Tea processing is a fine tuned method of transforming the leaf buds of the Camellia Sinensis plant to dried leaves of different qualities and types.
Each type of tea has a distinct technique to its processing and this determines the quality of the flavor, body and aroma given out as it is brewed. Basically, tea processing is the oxidation of the leaves and its drying. This basic process can be tabled as follows:
Picking (Plucking):
The terminal bud and the adjacent two leaves are picked from the tea bushes and this is what is processed and turned into tea as we know it. In some regions there are distinct seasons for picking although in others it is done throughout the year. Picking is almost exclusively done by hand as it is difficult to employ machines for this on the steep hillsides where tea bushes are often grown. The tea bud or flush is snapped with a twist of the wrist and care is taken not to crush the bud as this will lead to a lower quality tea.
Withering (Wilting):
As soon as they are picked, the tea leaves start to wither gradually. The reason for this is the onset of oxidation due to enzymatic reactions taking place. Wilting helps to remove excess water from the leaves and can be done by sun drying or by leaving in a cool, dry place which will enable to pull moisture out of the leaves. More than a quarter of the leaf weight is lost during wilting.
Rolling (Bruising):
Rolling or bruising is done by tumbling the leaves in baskets or by going over with heavy wheels. This process helps to release the enzymes that help to oxidize the tea leaves which effectively change the taste and aroma of the final product.
Oxidation:
Most varieties of tea require oxidation although there are a few that do not need it. What happens as the leaves are left in to wither is the chlorophyll of the leaves is broken down with the help of the enzymes present. As tannin is released the leaves turn darker. This is also known as the fermentation of the leaves.

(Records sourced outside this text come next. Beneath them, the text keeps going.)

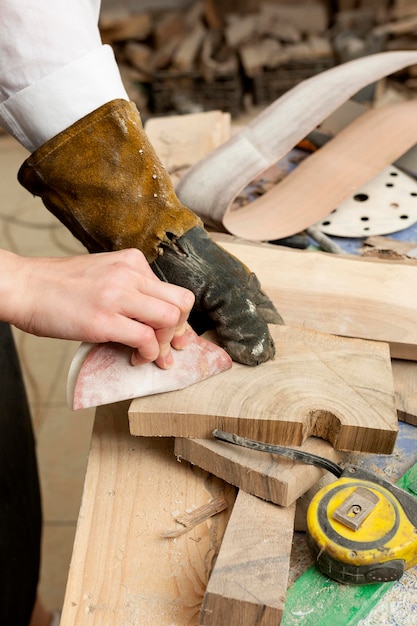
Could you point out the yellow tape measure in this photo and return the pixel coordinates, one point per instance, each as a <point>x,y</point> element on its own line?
<point>361,529</point>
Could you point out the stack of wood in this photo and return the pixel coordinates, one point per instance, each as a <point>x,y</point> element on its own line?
<point>211,55</point>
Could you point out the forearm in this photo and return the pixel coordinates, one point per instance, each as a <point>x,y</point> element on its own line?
<point>96,298</point>
<point>53,67</point>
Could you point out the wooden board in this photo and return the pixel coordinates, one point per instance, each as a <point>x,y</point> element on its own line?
<point>318,385</point>
<point>348,296</point>
<point>211,186</point>
<point>249,580</point>
<point>122,570</point>
<point>262,474</point>
<point>405,387</point>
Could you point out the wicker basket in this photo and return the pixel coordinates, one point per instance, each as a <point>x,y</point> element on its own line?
<point>224,93</point>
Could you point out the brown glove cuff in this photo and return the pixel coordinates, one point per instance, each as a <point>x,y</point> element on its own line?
<point>102,178</point>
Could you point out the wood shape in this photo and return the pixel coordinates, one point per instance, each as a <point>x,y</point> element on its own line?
<point>314,188</point>
<point>262,474</point>
<point>342,295</point>
<point>103,373</point>
<point>249,581</point>
<point>318,385</point>
<point>405,386</point>
<point>182,140</point>
<point>122,570</point>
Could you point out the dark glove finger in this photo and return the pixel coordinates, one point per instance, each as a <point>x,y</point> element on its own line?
<point>226,291</point>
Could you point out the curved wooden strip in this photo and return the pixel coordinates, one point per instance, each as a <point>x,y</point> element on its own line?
<point>210,187</point>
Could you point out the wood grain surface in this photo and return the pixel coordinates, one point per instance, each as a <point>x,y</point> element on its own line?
<point>337,294</point>
<point>210,186</point>
<point>249,580</point>
<point>122,570</point>
<point>318,385</point>
<point>262,474</point>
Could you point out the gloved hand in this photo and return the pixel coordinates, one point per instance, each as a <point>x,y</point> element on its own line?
<point>102,179</point>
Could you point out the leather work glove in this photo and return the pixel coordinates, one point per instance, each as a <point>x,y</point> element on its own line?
<point>102,179</point>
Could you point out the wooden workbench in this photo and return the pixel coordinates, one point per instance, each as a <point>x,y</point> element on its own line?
<point>123,572</point>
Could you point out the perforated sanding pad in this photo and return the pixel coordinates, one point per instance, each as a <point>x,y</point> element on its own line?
<point>386,204</point>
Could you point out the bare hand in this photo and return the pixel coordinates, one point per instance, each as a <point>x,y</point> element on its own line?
<point>111,296</point>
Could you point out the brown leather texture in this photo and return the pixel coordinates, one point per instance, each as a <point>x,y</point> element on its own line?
<point>102,178</point>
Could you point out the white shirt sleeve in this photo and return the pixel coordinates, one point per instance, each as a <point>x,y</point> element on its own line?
<point>53,67</point>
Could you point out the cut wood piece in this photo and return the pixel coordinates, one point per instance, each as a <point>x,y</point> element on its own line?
<point>342,295</point>
<point>182,140</point>
<point>405,386</point>
<point>318,385</point>
<point>316,185</point>
<point>262,474</point>
<point>103,373</point>
<point>122,571</point>
<point>187,51</point>
<point>389,249</point>
<point>249,581</point>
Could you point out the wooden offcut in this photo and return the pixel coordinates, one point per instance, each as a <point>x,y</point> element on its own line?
<point>122,570</point>
<point>262,474</point>
<point>405,386</point>
<point>342,295</point>
<point>318,385</point>
<point>250,577</point>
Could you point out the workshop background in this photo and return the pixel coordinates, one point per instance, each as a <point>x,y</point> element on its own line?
<point>178,57</point>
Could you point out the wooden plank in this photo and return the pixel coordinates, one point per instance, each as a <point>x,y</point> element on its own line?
<point>122,570</point>
<point>249,580</point>
<point>262,474</point>
<point>342,295</point>
<point>405,386</point>
<point>318,385</point>
<point>303,197</point>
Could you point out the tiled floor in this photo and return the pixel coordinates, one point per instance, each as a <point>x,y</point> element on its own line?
<point>63,436</point>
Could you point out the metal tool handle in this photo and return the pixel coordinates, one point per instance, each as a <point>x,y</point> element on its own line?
<point>289,453</point>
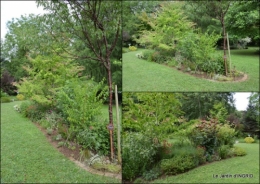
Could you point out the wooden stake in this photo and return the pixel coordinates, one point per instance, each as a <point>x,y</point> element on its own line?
<point>118,128</point>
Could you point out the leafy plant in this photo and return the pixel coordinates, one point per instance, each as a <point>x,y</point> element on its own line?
<point>132,48</point>
<point>138,152</point>
<point>238,151</point>
<point>20,97</point>
<point>223,151</point>
<point>249,140</point>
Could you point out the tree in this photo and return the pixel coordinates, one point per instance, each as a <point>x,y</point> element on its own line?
<point>217,10</point>
<point>95,24</point>
<point>243,19</point>
<point>251,116</point>
<point>151,112</point>
<point>198,105</point>
<point>167,26</point>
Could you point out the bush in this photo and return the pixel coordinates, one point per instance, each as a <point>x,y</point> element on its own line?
<point>147,55</point>
<point>79,104</point>
<point>20,97</point>
<point>223,151</point>
<point>205,134</point>
<point>33,110</point>
<point>152,174</point>
<point>198,48</point>
<point>249,140</point>
<point>5,100</point>
<point>178,164</point>
<point>238,151</point>
<point>226,135</point>
<point>138,152</point>
<point>132,48</point>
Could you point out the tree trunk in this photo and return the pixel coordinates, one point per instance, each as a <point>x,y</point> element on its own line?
<point>110,106</point>
<point>224,44</point>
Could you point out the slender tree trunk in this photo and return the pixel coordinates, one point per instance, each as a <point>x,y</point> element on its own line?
<point>110,107</point>
<point>224,44</point>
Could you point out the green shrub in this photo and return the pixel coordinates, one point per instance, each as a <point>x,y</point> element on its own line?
<point>201,154</point>
<point>138,152</point>
<point>147,55</point>
<point>205,134</point>
<point>223,151</point>
<point>249,140</point>
<point>132,48</point>
<point>20,97</point>
<point>226,135</point>
<point>198,48</point>
<point>5,100</point>
<point>78,103</point>
<point>152,174</point>
<point>238,151</point>
<point>178,164</point>
<point>3,94</point>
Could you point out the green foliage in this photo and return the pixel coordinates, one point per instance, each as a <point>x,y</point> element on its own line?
<point>249,140</point>
<point>224,151</point>
<point>239,151</point>
<point>205,134</point>
<point>78,102</point>
<point>46,74</point>
<point>219,112</point>
<point>165,29</point>
<point>147,55</point>
<point>226,135</point>
<point>152,174</point>
<point>20,97</point>
<point>5,99</point>
<point>132,48</point>
<point>96,138</point>
<point>138,151</point>
<point>180,163</point>
<point>150,112</point>
<point>198,48</point>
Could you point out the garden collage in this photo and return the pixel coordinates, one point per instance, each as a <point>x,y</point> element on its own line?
<point>130,91</point>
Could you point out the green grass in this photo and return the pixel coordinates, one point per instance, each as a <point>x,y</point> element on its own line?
<point>141,75</point>
<point>248,164</point>
<point>27,156</point>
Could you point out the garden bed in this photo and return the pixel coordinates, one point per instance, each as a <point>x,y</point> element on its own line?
<point>239,77</point>
<point>72,152</point>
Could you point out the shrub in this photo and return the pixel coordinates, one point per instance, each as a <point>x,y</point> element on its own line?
<point>198,48</point>
<point>223,151</point>
<point>152,174</point>
<point>201,154</point>
<point>5,100</point>
<point>138,152</point>
<point>205,134</point>
<point>226,135</point>
<point>249,140</point>
<point>3,94</point>
<point>178,164</point>
<point>238,151</point>
<point>79,104</point>
<point>147,55</point>
<point>132,48</point>
<point>20,97</point>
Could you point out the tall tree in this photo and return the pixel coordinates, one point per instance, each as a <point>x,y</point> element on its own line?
<point>243,19</point>
<point>96,24</point>
<point>198,105</point>
<point>216,10</point>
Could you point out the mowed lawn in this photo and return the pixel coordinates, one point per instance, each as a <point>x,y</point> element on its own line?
<point>248,164</point>
<point>27,156</point>
<point>141,75</point>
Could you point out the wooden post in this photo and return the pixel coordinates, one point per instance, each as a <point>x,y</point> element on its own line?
<point>229,54</point>
<point>118,128</point>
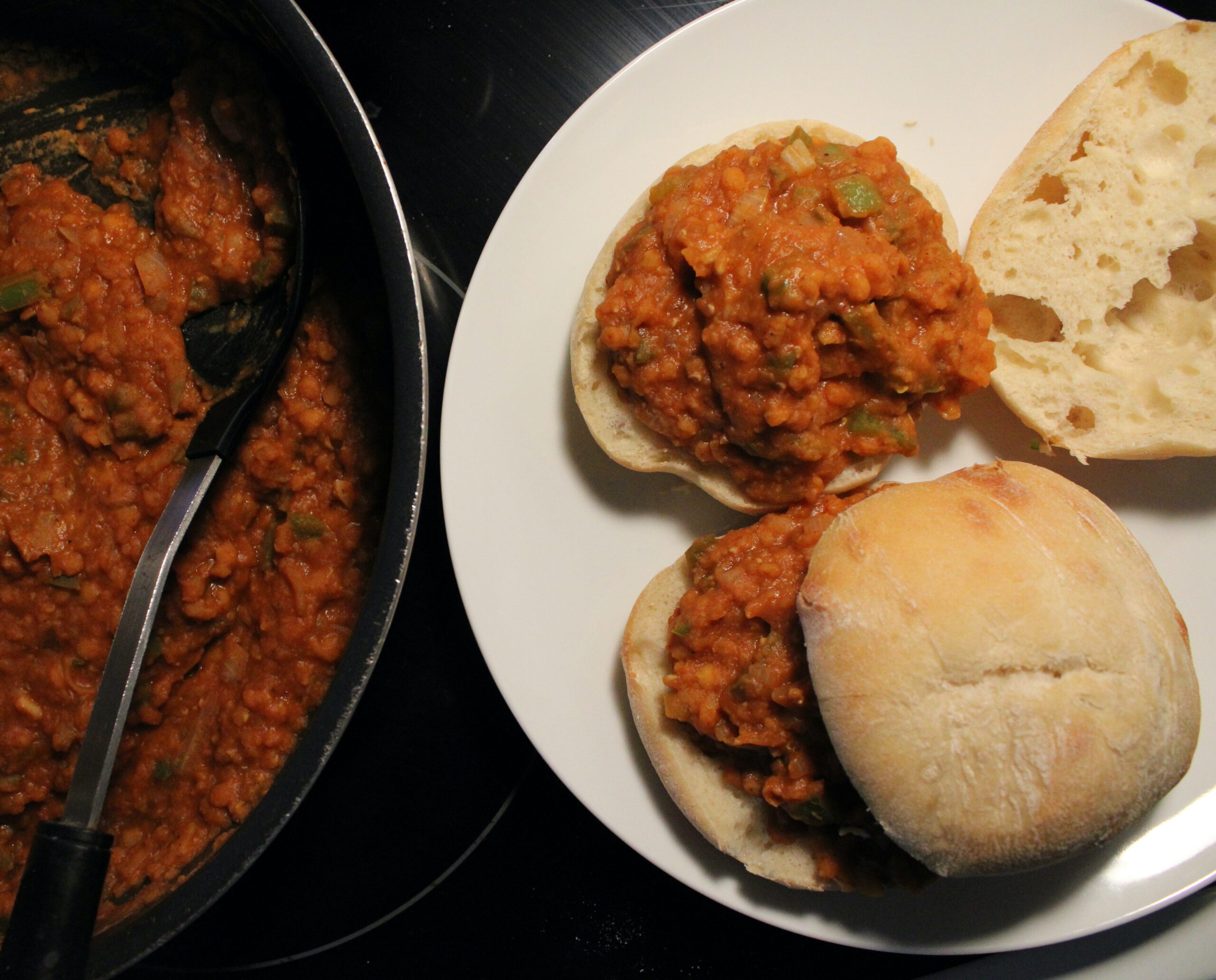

The tea manufacturer determines the amount of oxidation required according to each type of tea. For Oolong teas this is 5-40 percent and for black teas this is 100 percent. Stopping the process of oxidation is achieved by moderately heating the leaves. This is usually done by steaming, baking or panning in a rolling drum. It is sometimes called kill-green.
Yellowing:
After kill-green, if required, the damp and warm tea leaves are left in closed containers and heated. The final result of this process is the turning of the previously green leaves to turn yellow. These teas are called yellow teas.
Leaf shape:
The damp leaves are fashioned into the shapes needed. The most common way to do this is to roll the leaves with the aid of cloth bags. The leaves in the cloth bags are kneaded by hand or machine releasing the juices of the leaves which helps to enhance its flavor. Tea can be found in different shapes such as wrinkle strips, spirals, pellets or have elaborate shapes.
Drying:
At this stage the tea leaves are properly dried in order to prepare for storage, packing and selling. There are numerous methods used for this, but the most popular method is by baking. Other methods such as sunning, panning and air drying are also used at times to dry the leaves.
Curing:
Some varieties of tea require that they are aged or treated with secondary fermentation. Another way to use curing with regard to tea is to add flavoring by spraying with the desired flavor or aroma. This can also be achieved by storing the tea with the desired flavoring agent.